Again Deaver has an explanation: "Realistic dialogue and the internal thinking of characters are very important to me. In the US we generally refer to the airline in the shorthand Air Emirates or Emirates Air, as I've heard elsewhere around the world - in the same way that United Airlines is always just United or British Airways is BA.

"I considered shortening the name to just Emirates, but I felt that would be confusing to readers in markets the airline does not serve."

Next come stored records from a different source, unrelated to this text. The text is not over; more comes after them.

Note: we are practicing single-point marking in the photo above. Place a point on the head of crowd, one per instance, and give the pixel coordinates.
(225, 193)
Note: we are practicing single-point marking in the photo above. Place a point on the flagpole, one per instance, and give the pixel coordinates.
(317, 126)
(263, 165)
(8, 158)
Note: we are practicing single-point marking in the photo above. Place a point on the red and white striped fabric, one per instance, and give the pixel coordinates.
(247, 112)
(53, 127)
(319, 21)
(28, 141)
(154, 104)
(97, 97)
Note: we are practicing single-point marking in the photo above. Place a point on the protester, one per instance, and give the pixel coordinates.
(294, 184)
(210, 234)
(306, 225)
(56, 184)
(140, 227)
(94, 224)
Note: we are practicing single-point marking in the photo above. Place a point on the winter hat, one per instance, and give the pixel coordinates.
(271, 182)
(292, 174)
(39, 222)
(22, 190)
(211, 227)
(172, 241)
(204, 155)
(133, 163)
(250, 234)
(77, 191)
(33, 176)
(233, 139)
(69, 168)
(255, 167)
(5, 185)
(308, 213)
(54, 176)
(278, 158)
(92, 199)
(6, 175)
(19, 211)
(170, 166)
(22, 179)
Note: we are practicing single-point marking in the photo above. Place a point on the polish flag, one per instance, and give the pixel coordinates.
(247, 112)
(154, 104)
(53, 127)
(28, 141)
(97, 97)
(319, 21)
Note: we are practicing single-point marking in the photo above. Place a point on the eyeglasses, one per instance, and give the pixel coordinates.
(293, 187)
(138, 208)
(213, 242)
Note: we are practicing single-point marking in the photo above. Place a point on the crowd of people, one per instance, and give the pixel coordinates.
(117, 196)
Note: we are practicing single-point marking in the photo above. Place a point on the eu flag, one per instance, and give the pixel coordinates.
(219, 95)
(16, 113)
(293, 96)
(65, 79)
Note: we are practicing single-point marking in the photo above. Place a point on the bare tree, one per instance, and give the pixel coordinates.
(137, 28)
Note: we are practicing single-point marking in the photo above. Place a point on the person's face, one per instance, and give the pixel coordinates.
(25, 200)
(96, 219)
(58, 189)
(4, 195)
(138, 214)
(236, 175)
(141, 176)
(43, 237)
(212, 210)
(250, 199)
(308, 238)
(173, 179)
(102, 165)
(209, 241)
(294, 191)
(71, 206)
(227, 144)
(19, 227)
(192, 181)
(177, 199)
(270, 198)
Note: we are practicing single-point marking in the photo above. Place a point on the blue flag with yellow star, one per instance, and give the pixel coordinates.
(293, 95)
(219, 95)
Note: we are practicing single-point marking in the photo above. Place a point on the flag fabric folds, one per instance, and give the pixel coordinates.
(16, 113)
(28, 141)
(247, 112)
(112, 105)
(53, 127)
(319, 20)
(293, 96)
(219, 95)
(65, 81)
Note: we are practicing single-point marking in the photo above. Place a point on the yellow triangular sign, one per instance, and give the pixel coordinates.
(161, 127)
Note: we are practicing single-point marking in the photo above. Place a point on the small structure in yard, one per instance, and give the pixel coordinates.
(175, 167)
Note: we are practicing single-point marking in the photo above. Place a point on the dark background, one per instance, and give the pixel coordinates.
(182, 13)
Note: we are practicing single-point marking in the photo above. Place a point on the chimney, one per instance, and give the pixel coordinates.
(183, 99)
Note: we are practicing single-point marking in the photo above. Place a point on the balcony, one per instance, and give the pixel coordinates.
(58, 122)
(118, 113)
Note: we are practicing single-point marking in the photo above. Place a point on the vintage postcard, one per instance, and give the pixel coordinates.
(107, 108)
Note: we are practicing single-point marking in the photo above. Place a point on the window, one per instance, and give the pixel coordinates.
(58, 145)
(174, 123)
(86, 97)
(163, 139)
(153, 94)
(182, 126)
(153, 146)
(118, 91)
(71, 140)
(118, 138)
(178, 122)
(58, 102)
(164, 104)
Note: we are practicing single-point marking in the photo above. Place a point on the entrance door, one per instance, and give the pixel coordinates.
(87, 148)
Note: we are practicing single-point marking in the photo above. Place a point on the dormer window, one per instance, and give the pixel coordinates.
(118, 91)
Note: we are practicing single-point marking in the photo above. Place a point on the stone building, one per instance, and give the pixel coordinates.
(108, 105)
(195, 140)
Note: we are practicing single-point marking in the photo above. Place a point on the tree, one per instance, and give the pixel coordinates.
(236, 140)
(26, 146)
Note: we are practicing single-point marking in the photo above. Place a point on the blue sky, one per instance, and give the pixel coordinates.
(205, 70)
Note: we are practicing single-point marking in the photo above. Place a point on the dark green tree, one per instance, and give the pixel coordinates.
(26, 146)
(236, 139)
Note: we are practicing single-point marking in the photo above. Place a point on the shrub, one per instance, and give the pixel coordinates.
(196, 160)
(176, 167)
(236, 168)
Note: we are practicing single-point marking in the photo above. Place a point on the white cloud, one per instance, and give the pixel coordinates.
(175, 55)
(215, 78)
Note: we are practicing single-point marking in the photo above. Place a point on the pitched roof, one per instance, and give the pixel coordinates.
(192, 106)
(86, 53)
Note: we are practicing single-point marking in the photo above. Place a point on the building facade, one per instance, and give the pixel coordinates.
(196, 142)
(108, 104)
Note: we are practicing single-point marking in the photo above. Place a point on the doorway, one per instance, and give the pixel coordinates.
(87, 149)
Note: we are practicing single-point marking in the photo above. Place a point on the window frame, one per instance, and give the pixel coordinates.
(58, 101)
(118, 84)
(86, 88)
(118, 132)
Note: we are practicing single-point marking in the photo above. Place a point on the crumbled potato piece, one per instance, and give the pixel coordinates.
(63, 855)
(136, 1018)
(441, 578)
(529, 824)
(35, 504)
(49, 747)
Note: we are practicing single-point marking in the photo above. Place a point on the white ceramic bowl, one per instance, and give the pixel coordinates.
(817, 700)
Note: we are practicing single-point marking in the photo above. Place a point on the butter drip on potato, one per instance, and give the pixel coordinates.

Incidentally, in one scene the head of T Branch - the transport section of Bond's covert organisation - arranges a flight to Dubai for the agent. The head's name? Maurice Flanagan - no relation, of course, to Sir Maurice Flanagan, the founding chief executive of Emirates and current executive vice president of the Emirates Group.

Bond is revealed as something of an admirer of Emirates, which he feels provides the type of quality service "that typified the golden age of air travel". The food at the InterContinental also receives an enthusiastic write-up, and there are mentions for LuLu hypermarkets and standard Bond fare such as a Rolex Oyster Perpetual watch and Bentley Continental GT.

The Bond movies are, of course, notorious for their high levels of product placement. But Deaver denies that anything like this is going on in Carte Blanche, and says he is merely following the example of the late Ian Fleming, who created Bond and wrote 12 novels and several short stories with the character.

"Like Fleming, I use brand names to create concrete imagery on the part of my readers," he said. "I picked the products or services either because I'm familiar with them from prior personal experience, or the original James Bond preferred those items. There's no product placement involved. I keep waiting for a Bentley Continental GT to show up in my garage at home, but I don't think it's going to happen!"

Here’s one secret you probably didn’t know about agent James Bond

He loves to read The National. Chapter 26 of Carte Blanche begins: “James Bond had his coffee and water in front of him as he sat with the National newspaper, published out of Abu Dhabi. He considered it the best newspaper in the Middle East.

“You could find every sort of story imaginable, from a scandal about Mumbai firemen’s inefficient uniforms to pieces about women’s rights in the Arab world to a half-page expose on a Cypriot gangster stealing the body of the island’s former president from his grave.”

The passage continues with a pat on the back for The National’s sports writer Gary Meenaghan, who is covering every Grand Prix this year: “Excellent Formula One coverage too – important to Bond.”

It turns out that the author Jeffery Deaver is, like 007, an eager reader of the paper. “Yes, I am a fan,” he said. “Your online version is very well done and has been very helpful in keeping me aware of what is happening in the UAE and the region.

“I mentioned it in the book in much the same way that Ian Fleming incorporated favourite newspapers – I think the Daily Gleaner in Jamaica was one. I like the broad mix of the stories in The National and the solid journalism.”